Nouwen took seriously the instruction of Paul to “associate with the lowly; do not claim to be wiser than you are.” He moved from Harvard to L’Arche, he said, so that he could be “closer to the heart of God.” In the L’Arche Daybreak community, he supported a young man named Adam, who was severely disabled. As he cared for Adam, he came to a deeper understanding of his faith and what it means to be loved by God. Within L’Arche, the focus is on loving those who feel alone and abandoned because of a mental disability. It’s a brilliant design.
Finally, Paul encourages us to conquer our enemies in an innovative way: “If your enemies are hungry, feed them; if they are thirsty, give them something to drink; for by doing this you will heap burning coals on their heads” (v. 20). Paul does not want Christians to be passive in the face of their enemies, rolling over and playing dead when confronted by evil. No, says Paul, take action: “Do not be overcome by evil, but overcome evil with good” (v. 21).
In his book The 48 Laws of Power, Robert Greene tells of a speech Abraham Lincoln delivered at the height of the Civil War. In it, Lincoln referred to Southerners as fellow human beings who were in error. An elderly lady chastised him for not calling them irreconcilable enemies who must be destroyed.
“Why, madam,” Lincoln replied, “do I not destroy my enemies when I make them my friends?”
The unexpected and innovative design of Christian life is to overcome evil with good, instead of fighting evil with evil. If our enemies are hungry, we feed them.
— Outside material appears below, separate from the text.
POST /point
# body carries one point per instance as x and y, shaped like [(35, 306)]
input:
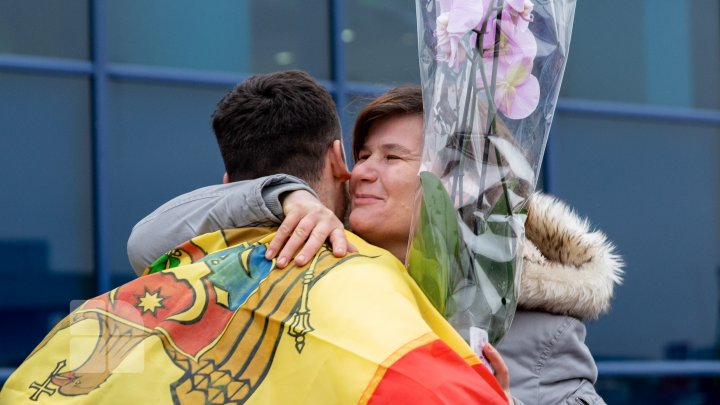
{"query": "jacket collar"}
[(567, 268)]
If they are thirsty, we give them something to drink. In the end, we destroy our enemies by turning them into friends.
“To transform an enemy into a friend requires one person to step forward and initiate the change,” says blogger Suzanne Kane. “That’s often propelled by love, the kind of human emotion that forgives all slights, looks past harsh statements, past injustice, social pressure and aggressive actions and finds common bond.” Such a transformation is often grounded in what Jesus said during the Sermon on the Mount: “In everything do to others as you would have them do to you; for this is the law and the prophets” (Matthew 7:12).
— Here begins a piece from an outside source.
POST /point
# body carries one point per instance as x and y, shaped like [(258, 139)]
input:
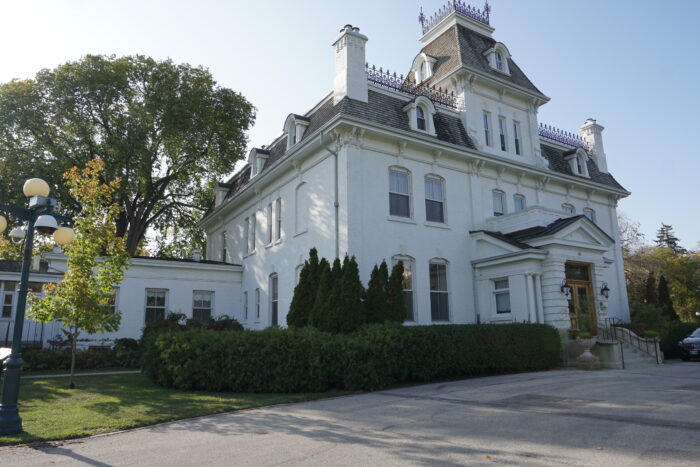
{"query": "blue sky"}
[(632, 65)]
When faced with an enemy, don’t attack them. Instead, “Golden Rule” them. Feed them. Give them a drink. Do to others as you would have them do to you.
The apostle Paul challenges us to do the opposite of what people expect of us, blessing instead of cursing. He invites us to live according to the values of the kingdom of God, instead of the values of the world. And he encourages us to conquer our enemies with kindness.
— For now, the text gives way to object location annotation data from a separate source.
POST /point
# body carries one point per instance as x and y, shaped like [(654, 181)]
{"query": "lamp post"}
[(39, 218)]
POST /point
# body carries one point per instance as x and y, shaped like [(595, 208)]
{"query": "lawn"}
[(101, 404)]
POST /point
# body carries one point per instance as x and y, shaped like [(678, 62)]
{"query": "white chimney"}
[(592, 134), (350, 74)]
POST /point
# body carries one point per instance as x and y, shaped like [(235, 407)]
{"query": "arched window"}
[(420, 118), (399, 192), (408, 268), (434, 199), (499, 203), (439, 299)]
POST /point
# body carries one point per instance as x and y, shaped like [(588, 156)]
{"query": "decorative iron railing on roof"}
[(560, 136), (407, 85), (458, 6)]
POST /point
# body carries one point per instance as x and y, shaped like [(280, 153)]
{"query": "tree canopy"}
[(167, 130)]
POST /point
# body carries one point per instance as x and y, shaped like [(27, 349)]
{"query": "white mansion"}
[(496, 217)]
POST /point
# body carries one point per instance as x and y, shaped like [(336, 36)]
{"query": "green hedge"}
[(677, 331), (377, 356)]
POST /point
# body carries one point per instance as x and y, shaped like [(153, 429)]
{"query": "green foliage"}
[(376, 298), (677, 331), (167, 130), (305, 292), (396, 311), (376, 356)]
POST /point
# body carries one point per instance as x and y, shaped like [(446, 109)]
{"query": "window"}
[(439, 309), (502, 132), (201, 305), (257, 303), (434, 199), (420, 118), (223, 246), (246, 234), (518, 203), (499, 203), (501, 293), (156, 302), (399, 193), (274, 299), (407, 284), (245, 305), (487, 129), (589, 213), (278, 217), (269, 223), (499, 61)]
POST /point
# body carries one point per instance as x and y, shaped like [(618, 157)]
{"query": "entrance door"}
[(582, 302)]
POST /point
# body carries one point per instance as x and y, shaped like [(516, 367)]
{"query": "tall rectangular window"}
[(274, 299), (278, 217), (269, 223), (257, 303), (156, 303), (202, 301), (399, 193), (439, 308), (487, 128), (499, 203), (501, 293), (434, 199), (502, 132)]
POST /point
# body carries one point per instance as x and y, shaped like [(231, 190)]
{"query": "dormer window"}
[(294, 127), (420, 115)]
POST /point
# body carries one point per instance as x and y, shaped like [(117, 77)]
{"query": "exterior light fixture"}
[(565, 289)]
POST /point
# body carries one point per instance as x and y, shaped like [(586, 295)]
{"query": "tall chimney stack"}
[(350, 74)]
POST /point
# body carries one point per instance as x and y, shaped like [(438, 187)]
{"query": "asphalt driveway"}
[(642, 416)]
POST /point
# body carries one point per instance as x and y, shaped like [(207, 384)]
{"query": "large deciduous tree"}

Yes, there is evil in the world, and Paul knows it. “But God’s people are to meet it in the way that even God met it, with love and generous goodness,” says N.T. Wright. God knows that “the way to overthrow evil, rather than perpetuating it, is to take its force and give back goodness instead.” That’s what Jesus did on the cross, and what we are challenged to do in daily acts of love and sacrifice.
This is a brilliant, revolutionary design, right up there with hospitals in a box. And it’s a design that is never finished, but one that we need to work on every day.